То же двоемирие фиксирует и следующая рифма: «У двери холодного черного дома / Дважды нажал старомодный звонок / “Дома ли доктор?” - “Профессор дома”. / Он святотатственно пренебрег / Ковриком для вытирания ног» [2. С. 316]. Хиазм, усиливающий рифму, разводит контекстуальные антонимы «доктор» и «профессор». Для героя важна возможность исцеления, и он использует слово «доктор» в значении «врач», даже «лекарь». Но открывший дверь принадлежит иному миру и подчеркивает статус врача - «профессор». Безрезультатность лечения предсказана уже в этом эпизоде.
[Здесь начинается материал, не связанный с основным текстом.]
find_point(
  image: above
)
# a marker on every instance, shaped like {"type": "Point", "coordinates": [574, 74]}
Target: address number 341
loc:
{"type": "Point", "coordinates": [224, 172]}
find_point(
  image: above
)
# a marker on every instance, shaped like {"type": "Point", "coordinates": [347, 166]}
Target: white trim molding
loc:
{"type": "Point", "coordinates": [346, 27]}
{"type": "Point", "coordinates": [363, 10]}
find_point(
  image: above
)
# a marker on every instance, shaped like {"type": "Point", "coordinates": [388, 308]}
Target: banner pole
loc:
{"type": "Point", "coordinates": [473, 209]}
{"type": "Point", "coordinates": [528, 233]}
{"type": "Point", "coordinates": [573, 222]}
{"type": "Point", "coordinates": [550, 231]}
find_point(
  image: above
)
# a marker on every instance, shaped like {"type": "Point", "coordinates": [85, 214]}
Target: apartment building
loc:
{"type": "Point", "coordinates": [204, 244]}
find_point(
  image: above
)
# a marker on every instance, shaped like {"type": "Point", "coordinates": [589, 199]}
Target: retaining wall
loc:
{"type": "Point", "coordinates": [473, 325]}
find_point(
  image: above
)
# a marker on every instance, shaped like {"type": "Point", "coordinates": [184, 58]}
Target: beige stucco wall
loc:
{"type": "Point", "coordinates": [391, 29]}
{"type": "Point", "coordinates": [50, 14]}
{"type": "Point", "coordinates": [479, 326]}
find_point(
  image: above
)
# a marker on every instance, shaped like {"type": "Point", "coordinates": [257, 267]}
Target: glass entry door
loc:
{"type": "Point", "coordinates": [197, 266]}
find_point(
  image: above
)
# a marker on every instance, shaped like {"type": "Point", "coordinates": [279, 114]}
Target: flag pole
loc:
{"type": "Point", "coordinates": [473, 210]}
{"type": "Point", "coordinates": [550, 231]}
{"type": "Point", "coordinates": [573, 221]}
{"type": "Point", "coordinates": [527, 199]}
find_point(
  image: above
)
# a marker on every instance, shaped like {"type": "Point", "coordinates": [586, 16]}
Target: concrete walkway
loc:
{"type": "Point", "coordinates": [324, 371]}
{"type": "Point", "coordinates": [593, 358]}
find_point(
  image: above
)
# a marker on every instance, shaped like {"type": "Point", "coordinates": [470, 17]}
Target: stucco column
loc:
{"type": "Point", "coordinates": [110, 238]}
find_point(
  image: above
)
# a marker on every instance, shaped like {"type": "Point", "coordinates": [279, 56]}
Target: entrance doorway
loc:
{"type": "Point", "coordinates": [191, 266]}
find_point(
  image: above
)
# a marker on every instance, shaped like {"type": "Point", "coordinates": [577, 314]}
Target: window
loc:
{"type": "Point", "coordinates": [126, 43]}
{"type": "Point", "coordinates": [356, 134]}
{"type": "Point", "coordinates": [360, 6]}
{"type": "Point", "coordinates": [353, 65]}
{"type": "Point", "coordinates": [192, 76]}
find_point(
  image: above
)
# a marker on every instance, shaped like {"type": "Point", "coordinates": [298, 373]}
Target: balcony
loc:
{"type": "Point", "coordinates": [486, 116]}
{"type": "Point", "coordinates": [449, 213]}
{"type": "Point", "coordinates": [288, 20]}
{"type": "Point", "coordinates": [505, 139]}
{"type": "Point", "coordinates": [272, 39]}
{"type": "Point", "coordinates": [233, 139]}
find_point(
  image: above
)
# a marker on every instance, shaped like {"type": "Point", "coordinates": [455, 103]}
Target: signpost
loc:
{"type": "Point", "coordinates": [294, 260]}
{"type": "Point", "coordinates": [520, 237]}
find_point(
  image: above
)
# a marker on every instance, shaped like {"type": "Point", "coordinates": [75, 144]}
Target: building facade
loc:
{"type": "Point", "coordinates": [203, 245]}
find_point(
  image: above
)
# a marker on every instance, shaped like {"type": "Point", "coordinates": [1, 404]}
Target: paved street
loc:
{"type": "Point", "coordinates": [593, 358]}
И это предчувствие усиливает рифма «дома - дома». Для раннего Симонова дом - образ отрицательный, связанный с мещанством. Настойчивое повторение «дом» убеждает во враждебности пространства герою. А выразительное определение «святотатственно», передающее точку зрения обитателей дома, закрепляет антагонизм образов.

Заканчивается поэма «Победитель» часто цитируемой строкой, в которой справедливо узнавали аллюзию на Маяковского, но не обращали внимания на подлинную омонимическую рифму: «Слышишь, как порохом пахнуть стали / Передовые статьи и стихи? / Перья штампуют из той же стали, / Которая завтра пойдет на штыки» [2. С. 326]. Симонов использует тот же эффект характеристики времени через его приметы, который мы отмечали в «Новогоднем тосте». Очевидно, что в том и другом случае поэт стремится к созданию строф афористической четкости. В. Жирмунский, говоря о ритмико-синтаксическом параллелизме как магистрали появления рифмы, отмечает и еще одну боковую тропку - «случаи, когда причиной появления рифмы является сближение двух слов, далеких по значению, но совпадающих в звуковом отношении - “каламбурную рифму”, например в пословице, поговорке, загадке» [14. С. 425]. Вероятно, порой (особенно в финале произведений) Симонов использует омонимическую рифму как способ придания афористической четкости стиху, приближая строки к остроте и емкости пословицы.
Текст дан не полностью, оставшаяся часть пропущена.